Open the maize workbench provided by Carleton College. The link is provided down here

https://maize.mathcs.carleton.edu/. Since it is unnecessarily difficult to setup r markdown and LaTeX by yourself, the best way is to use the school’s workbench; but keep in mind that it is only

accessible at school, so you would either need to be at the school yourself or use a VPN to access it.

Step 2

Login with your school account. Create your own folder and create a new file. These are a few files I created, “rmd” indicates r markdown files, and “pdf” indicates, well, just pdf’s.

Step 3

Read the csv dataset and view it using code shown below. Click the little green triangle to run the code. The button to the left of it runs all the code prior to this section.

Step 4

You can play with the data in following ways. It is easy to find the mean, standard deviation, or even create a table.

Step 5

Create a diagram using ggplot2 package provided. There are multiple ways you can do it.

Step 6

Create a pdf file for you have now. Click on the “knit” button on top.

There is way more you can do with r. For example, linear regression and various statistical tests. Here are some links for further interest:Carleton College official tutorial and a video from MIT. But seriously, the best advice I can give you is simple: take the stats intro course!

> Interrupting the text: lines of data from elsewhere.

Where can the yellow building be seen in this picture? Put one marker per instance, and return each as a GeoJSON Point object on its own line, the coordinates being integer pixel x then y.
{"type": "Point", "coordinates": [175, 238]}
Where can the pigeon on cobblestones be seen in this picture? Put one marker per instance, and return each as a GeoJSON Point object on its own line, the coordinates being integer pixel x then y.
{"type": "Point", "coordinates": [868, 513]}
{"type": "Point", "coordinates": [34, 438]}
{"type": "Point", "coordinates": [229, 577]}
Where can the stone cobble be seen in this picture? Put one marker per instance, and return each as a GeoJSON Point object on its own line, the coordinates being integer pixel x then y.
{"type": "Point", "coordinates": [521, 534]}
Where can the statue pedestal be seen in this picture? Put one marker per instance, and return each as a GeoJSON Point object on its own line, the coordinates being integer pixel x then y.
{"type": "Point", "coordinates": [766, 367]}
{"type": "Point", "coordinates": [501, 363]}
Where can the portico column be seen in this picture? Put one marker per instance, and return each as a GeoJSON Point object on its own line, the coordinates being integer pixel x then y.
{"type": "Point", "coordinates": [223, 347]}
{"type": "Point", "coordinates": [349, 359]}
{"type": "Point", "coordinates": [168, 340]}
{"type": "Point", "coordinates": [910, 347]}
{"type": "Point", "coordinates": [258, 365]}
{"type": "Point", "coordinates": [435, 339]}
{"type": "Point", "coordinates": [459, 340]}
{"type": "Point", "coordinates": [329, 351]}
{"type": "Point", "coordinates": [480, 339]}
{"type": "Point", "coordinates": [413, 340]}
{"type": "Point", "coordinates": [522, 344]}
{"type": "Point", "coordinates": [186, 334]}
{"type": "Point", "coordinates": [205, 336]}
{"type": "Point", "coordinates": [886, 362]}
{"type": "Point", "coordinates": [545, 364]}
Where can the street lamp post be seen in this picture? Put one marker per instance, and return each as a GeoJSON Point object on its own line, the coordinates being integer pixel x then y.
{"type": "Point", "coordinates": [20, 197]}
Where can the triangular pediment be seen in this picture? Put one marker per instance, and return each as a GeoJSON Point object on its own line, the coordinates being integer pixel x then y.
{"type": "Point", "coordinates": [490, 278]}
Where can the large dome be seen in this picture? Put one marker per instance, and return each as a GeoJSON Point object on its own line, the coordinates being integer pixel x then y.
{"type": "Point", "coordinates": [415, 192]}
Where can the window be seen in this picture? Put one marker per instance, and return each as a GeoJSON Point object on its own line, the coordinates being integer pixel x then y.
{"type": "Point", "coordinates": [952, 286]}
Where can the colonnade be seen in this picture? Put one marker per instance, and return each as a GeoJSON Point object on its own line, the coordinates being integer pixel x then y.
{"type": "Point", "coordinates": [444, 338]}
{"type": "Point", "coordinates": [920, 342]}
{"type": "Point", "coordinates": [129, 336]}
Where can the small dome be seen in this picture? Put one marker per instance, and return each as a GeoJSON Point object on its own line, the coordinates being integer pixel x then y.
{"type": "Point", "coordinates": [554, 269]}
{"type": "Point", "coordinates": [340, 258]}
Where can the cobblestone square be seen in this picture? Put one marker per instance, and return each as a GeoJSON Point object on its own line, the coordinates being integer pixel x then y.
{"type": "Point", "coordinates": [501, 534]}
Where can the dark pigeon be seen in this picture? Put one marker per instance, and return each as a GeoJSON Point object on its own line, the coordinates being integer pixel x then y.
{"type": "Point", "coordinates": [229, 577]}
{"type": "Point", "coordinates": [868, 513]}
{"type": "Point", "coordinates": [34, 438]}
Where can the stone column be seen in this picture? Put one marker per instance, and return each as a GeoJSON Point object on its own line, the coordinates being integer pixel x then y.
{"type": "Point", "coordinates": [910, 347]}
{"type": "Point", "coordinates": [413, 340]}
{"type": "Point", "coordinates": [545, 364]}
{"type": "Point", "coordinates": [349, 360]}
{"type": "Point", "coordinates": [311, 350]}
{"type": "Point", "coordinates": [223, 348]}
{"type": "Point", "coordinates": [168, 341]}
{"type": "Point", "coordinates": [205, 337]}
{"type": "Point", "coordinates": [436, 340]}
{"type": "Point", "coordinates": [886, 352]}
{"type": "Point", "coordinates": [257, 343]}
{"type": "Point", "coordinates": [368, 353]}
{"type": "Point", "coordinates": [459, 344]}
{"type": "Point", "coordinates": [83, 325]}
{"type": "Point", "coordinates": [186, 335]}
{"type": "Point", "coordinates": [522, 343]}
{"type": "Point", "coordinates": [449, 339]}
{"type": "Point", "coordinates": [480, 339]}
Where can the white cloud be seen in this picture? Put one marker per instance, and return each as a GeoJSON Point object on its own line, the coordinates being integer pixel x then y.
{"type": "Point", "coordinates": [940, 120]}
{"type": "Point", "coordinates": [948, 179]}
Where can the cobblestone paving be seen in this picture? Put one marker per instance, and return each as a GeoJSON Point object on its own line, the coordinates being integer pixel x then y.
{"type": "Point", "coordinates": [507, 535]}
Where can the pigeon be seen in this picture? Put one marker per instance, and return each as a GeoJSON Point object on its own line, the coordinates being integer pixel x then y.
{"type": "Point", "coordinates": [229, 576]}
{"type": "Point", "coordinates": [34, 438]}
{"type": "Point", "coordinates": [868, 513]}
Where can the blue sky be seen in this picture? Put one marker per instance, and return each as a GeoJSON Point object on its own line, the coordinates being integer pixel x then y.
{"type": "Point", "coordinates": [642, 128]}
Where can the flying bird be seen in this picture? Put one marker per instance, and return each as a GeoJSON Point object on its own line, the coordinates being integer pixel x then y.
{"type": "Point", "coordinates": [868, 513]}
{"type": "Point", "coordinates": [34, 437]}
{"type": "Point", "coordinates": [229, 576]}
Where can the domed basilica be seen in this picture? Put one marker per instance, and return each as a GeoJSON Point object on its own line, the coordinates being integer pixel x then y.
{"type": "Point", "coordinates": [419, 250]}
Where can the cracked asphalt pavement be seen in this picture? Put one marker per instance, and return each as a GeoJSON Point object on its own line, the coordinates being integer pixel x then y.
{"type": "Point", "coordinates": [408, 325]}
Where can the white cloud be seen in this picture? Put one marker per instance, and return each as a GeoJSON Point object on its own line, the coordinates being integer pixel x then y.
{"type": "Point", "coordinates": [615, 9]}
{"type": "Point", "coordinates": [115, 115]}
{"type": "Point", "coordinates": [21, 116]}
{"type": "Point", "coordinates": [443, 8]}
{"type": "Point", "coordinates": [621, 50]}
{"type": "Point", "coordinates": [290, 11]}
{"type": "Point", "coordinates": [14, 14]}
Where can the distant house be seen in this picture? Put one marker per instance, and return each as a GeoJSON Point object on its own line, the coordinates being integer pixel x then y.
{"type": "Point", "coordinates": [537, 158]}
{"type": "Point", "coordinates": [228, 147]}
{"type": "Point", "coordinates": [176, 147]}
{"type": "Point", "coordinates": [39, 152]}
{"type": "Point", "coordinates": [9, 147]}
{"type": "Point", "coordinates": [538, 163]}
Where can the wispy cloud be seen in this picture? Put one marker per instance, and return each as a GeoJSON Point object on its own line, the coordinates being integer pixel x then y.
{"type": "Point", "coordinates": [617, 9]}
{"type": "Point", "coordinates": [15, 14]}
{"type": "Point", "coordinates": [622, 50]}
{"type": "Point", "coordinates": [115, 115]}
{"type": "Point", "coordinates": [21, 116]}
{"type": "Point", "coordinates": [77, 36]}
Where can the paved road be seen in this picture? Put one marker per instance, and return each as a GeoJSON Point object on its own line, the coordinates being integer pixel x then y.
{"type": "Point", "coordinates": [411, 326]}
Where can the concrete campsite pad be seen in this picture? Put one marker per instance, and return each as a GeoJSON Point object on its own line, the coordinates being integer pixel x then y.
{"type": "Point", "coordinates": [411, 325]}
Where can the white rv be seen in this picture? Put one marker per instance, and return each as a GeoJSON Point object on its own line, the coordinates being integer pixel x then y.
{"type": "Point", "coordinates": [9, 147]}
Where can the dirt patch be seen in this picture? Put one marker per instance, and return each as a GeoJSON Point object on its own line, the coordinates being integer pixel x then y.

Great post! I do plan on taking your advice this coming spring and taking intro! I have some experience with programming and statistics, so I hope I will enjoy it. Anyways, your tutorial did a great job introducing such a complex tool in a simple way, especially how to easily set up r markdown. I was wondering what the correlation was between r markdown and regular markdown files?

This is a great tutorial, especially for Digital Arts & Humanities since data analysis has a great role in this field so an easily understood introduction can bring great benefits. I would like to know if you have any recommendations as to where can I find some more in depth instructions for r in general? It seems that r can provide a lot more utility regarding data analysis that I thought.

I’ve taken the intro statistics course here and I think this tutorial does a pretty good job of introducing what R is and what it can be used for. It’s definitely a useful tool in terms of the data analysis portion of digital humanities projects. The only thing I’ll say about this tutorial is that the step regarding the making of a diagram may be confusing as there are specific codes that have to be formatted a certain way (it’s been a little bit since I’ve used R, so I could be wrong). Other than that though, great tutorial! I also agree that people should take the intro course!

As someone who has used R in the past for a stats class that I took, I think that you did a very good job of explaining the basics of this pretty confusing application. It is not the first thing that I would think of for Digitial Humanities, but I like how you brought it into the DH realm. Data Visualization and analysis are definitely things that R can accomplish and those are important things for DH.

Thanks for your post! I appreciated your level of detail; I was able to follow it fairly well despite having no experience in this area. I’m curious to hear more about LaTeX — there’s been some discussion about its use in the formatting of Carleton’s humanities journal (an immediate DH application!), and I’ve been wondering what exactly it even is.

This is very helpful! Since data analysis plays a pivotal role in DH projects, knowing how to use different tools to analyze data more efficiently is very important. I appreciate your detailed explanations and step-by-step instructions. I didn’t know that R and LaTeX have this much utility even though I have been using r for my statistics class.